Okay, here’s a weird question for you, how do you know if you’re just sleepy, or if your tiredness means something more? I’m not talking about when you’ve had a crazy Saturday night and wake up dusty on Sunday. I’m talking about our sportspeople, athletes and gym junkies!

At the elite level, or when you’re used to training pretty hard, you are always tired. Early wake up calls, pushing yourself to your limits and working your muscles constantly takes it out of you; but you can generally tell the difference between ‘healthy’ tiredness and ‘abnormal’ tiredness. Healthy tiredness can be reversed with a day of two of reduced training loads or rest. Abnormal tiredness however, especially when accompanied by decreased athletic performance that doesn’t go away after a short time is cause for a little more investigation.

Questions to ask

  • Are you constantly fatigued or only tired after training
  • Are you more prone to tiredness in certain locations (like a hot climate) this could mean training adaptations and acclimatisation isn’t up to scratch, or dehydration could be to blame
  • Was the onset of prolonged tiredness after any particular event (like an overseas holiday) is jet lag an option?
  • Are there any other symptoms like shortness of breath, pain, and discomfort or chest tightness

Asking yourself if you could have exercised induced asthma or a respiratory infection

These are all things that will help paint a bigger picture, determining the cause and possible triggers.

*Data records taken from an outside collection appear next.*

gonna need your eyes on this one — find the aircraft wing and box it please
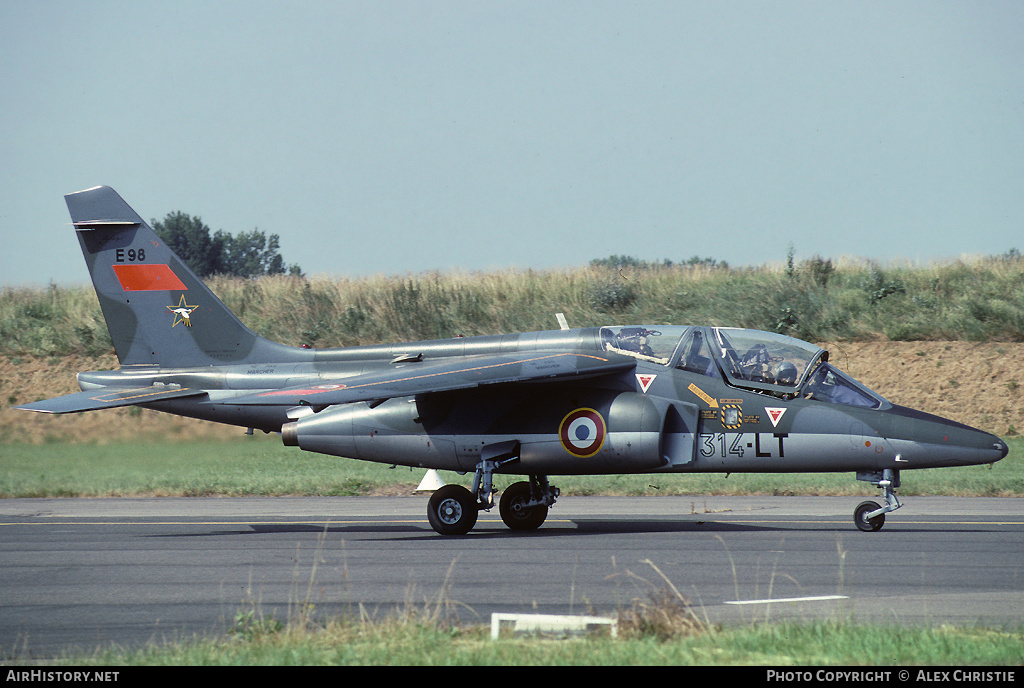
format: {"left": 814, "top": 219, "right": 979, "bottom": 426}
{"left": 16, "top": 386, "right": 207, "bottom": 414}
{"left": 230, "top": 351, "right": 637, "bottom": 407}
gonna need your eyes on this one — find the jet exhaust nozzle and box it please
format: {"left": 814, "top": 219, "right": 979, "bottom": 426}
{"left": 282, "top": 422, "right": 299, "bottom": 446}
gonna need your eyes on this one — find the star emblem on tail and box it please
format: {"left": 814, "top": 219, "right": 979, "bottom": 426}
{"left": 167, "top": 295, "right": 198, "bottom": 327}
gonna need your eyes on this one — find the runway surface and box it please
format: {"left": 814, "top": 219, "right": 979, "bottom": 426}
{"left": 1, "top": 495, "right": 1022, "bottom": 656}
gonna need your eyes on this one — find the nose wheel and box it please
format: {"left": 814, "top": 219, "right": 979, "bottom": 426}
{"left": 854, "top": 500, "right": 885, "bottom": 532}
{"left": 854, "top": 469, "right": 902, "bottom": 532}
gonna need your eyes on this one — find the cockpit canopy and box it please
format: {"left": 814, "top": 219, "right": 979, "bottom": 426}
{"left": 600, "top": 325, "right": 885, "bottom": 408}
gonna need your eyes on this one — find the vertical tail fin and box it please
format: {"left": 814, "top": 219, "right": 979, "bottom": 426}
{"left": 67, "top": 186, "right": 303, "bottom": 367}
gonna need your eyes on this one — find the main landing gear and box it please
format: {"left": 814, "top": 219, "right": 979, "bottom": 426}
{"left": 425, "top": 442, "right": 560, "bottom": 535}
{"left": 854, "top": 469, "right": 902, "bottom": 532}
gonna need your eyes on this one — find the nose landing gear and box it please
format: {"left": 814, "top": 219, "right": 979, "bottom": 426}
{"left": 854, "top": 469, "right": 902, "bottom": 532}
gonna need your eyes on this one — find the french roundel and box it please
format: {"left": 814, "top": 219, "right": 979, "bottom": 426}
{"left": 559, "top": 408, "right": 607, "bottom": 458}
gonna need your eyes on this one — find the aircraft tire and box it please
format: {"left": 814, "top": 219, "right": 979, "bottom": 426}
{"left": 499, "top": 481, "right": 548, "bottom": 530}
{"left": 427, "top": 485, "right": 478, "bottom": 535}
{"left": 854, "top": 500, "right": 885, "bottom": 532}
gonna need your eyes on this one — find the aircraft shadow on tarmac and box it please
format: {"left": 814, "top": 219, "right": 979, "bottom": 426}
{"left": 140, "top": 519, "right": 772, "bottom": 540}
{"left": 232, "top": 518, "right": 779, "bottom": 538}
{"left": 143, "top": 517, "right": 975, "bottom": 541}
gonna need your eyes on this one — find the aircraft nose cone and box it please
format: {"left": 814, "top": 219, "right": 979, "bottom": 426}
{"left": 992, "top": 436, "right": 1009, "bottom": 463}
{"left": 954, "top": 428, "right": 1008, "bottom": 466}
{"left": 959, "top": 429, "right": 1008, "bottom": 467}
{"left": 887, "top": 405, "right": 1008, "bottom": 468}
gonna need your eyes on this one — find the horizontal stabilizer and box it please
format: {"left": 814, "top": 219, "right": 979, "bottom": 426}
{"left": 229, "top": 351, "right": 637, "bottom": 407}
{"left": 65, "top": 185, "right": 146, "bottom": 227}
{"left": 17, "top": 386, "right": 206, "bottom": 414}
{"left": 72, "top": 220, "right": 141, "bottom": 229}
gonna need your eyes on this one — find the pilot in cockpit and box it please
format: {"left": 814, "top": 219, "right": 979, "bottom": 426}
{"left": 773, "top": 361, "right": 798, "bottom": 386}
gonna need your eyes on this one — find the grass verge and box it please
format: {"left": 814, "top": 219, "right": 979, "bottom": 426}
{"left": 36, "top": 594, "right": 1024, "bottom": 666}
{"left": 1, "top": 436, "right": 1022, "bottom": 498}
{"left": 46, "top": 622, "right": 1023, "bottom": 666}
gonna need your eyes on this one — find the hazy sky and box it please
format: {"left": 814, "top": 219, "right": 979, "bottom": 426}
{"left": 2, "top": 1, "right": 1022, "bottom": 286}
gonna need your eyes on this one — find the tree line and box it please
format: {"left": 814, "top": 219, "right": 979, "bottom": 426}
{"left": 152, "top": 212, "right": 302, "bottom": 278}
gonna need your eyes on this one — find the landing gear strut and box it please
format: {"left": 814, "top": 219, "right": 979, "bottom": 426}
{"left": 854, "top": 469, "right": 902, "bottom": 532}
{"left": 425, "top": 440, "right": 559, "bottom": 535}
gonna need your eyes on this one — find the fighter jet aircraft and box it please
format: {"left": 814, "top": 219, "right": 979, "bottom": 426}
{"left": 18, "top": 186, "right": 1009, "bottom": 534}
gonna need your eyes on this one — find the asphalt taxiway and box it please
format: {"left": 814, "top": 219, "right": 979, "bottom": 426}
{"left": 1, "top": 495, "right": 1022, "bottom": 656}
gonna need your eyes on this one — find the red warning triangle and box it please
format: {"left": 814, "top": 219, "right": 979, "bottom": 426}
{"left": 765, "top": 407, "right": 787, "bottom": 427}
{"left": 636, "top": 374, "right": 656, "bottom": 393}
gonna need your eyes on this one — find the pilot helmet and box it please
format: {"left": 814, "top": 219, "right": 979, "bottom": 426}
{"left": 773, "top": 361, "right": 799, "bottom": 385}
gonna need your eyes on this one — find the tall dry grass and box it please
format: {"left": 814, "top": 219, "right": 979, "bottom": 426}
{"left": 3, "top": 254, "right": 1023, "bottom": 357}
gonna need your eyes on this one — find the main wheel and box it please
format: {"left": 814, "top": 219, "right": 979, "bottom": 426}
{"left": 854, "top": 500, "right": 885, "bottom": 532}
{"left": 427, "top": 485, "right": 478, "bottom": 535}
{"left": 499, "top": 481, "right": 548, "bottom": 530}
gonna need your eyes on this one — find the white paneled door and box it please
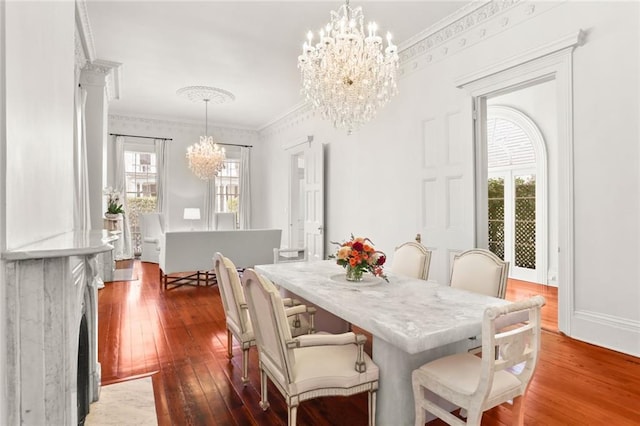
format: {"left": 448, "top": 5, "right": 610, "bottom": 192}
{"left": 419, "top": 95, "right": 476, "bottom": 285}
{"left": 303, "top": 140, "right": 325, "bottom": 260}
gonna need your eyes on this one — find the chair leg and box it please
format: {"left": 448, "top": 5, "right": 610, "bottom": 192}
{"left": 226, "top": 329, "right": 233, "bottom": 359}
{"left": 466, "top": 408, "right": 483, "bottom": 426}
{"left": 412, "top": 378, "right": 425, "bottom": 426}
{"left": 259, "top": 369, "right": 270, "bottom": 410}
{"left": 512, "top": 395, "right": 525, "bottom": 426}
{"left": 368, "top": 390, "right": 377, "bottom": 426}
{"left": 288, "top": 404, "right": 298, "bottom": 426}
{"left": 241, "top": 347, "right": 250, "bottom": 385}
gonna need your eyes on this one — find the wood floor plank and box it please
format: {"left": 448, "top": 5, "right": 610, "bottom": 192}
{"left": 96, "top": 260, "right": 640, "bottom": 425}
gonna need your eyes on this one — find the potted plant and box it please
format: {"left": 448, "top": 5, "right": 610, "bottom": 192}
{"left": 103, "top": 187, "right": 124, "bottom": 219}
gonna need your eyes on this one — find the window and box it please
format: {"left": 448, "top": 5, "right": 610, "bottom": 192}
{"left": 124, "top": 151, "right": 157, "bottom": 255}
{"left": 215, "top": 158, "right": 240, "bottom": 226}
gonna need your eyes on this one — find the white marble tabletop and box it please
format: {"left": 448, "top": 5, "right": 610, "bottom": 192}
{"left": 255, "top": 260, "right": 510, "bottom": 355}
{"left": 2, "top": 230, "right": 115, "bottom": 260}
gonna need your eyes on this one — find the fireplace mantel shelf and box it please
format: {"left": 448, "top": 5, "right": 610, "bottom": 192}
{"left": 1, "top": 230, "right": 114, "bottom": 260}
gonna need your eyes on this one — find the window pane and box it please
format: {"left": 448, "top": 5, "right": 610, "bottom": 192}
{"left": 124, "top": 150, "right": 158, "bottom": 255}
{"left": 488, "top": 177, "right": 505, "bottom": 260}
{"left": 514, "top": 174, "right": 535, "bottom": 269}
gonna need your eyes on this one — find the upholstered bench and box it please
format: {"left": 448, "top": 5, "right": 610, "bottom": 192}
{"left": 159, "top": 229, "right": 282, "bottom": 290}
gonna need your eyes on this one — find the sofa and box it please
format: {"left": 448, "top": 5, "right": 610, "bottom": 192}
{"left": 159, "top": 229, "right": 282, "bottom": 289}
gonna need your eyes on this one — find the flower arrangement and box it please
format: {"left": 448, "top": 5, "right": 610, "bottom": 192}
{"left": 329, "top": 234, "right": 387, "bottom": 282}
{"left": 103, "top": 187, "right": 124, "bottom": 215}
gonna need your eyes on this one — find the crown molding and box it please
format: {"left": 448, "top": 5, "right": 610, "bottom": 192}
{"left": 398, "top": 0, "right": 493, "bottom": 53}
{"left": 261, "top": 0, "right": 544, "bottom": 137}
{"left": 75, "top": 0, "right": 96, "bottom": 63}
{"left": 108, "top": 114, "right": 258, "bottom": 144}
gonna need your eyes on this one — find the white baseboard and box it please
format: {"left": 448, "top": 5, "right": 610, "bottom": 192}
{"left": 571, "top": 310, "right": 640, "bottom": 357}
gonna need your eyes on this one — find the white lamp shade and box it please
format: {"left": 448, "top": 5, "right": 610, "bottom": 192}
{"left": 183, "top": 208, "right": 201, "bottom": 220}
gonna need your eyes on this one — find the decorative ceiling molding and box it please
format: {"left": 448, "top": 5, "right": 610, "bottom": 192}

Common causes of tiredness in sportspeople

  • Overtraining
  • Inadequate carb and/or protein intake
  • Inadequate iron stores
  • Insufficient sleep (duh)

Why are these things causes of fatigue?

Iron deficiency, inadequate macronutrient intake, vitamin deficiency and dehydration can all be factors leading to fatigue and performance detriments. But the good news is, if you get it early, it’s totally preventable. This is why a whole, balanced and nutritious diet is paramount! Iron deficiency is most common in endurance athletes, menstruating females and vegetarians; getting sufficient iron in your diet through red meat, lentils, tofu or if need be, supplements, can counteract this. Inadequate carbohydrate intake. WHAT? WHO HAS TROUBLE EATING CARBS?! But, it’s a thing. A serious one at that. Glycogen is a major energy source for our bodies to move and perform, stores therefore deplete after an intense bout of exercise, and it is so important to adequately replenish these depleted stores ideally within 30 minutes of completing exercise. Failure to do so will lead to further depletion after your next session which will result in a lack of available energy causing FATIGUE. What about protein; this goodness found in lean meat, fish, eggs and a bunch of veggies and lentils provides about 10% of the bodies energy needs through converting amino acids to glucose. Muscular contractions break down protein stores; so refuelling your body with what’s broken is essential for rebuilding and replenishing the muscles you’ve worked so hard to get!

The overtraining syndrome is caused by increased training paired with inadequate recovery. The syndrome can lead to constant fatigue, performance decrements, and frequent illness. Easiest way to avoid? RECOVERY! There’s a whole post coming up on recovery strategies and importance reeeal soon.

Eating well, getting in you recovery and sleep, and still fatigued? Some other causes that could be contributing to your heavy eyes are

  • Dehydration
  • Asthma
  • Increased stress [how’s that rest day sounding now]
  • Vitamin deficiency [yet another reason why a wholesome diet is so important, like you needed one]

Listen to your body! Know when it’s time to take a rest and when it’s time to skip your session and book in a recovery day; “I’m too tired” sometimes is a good enough excuse. You just have to know when to use it.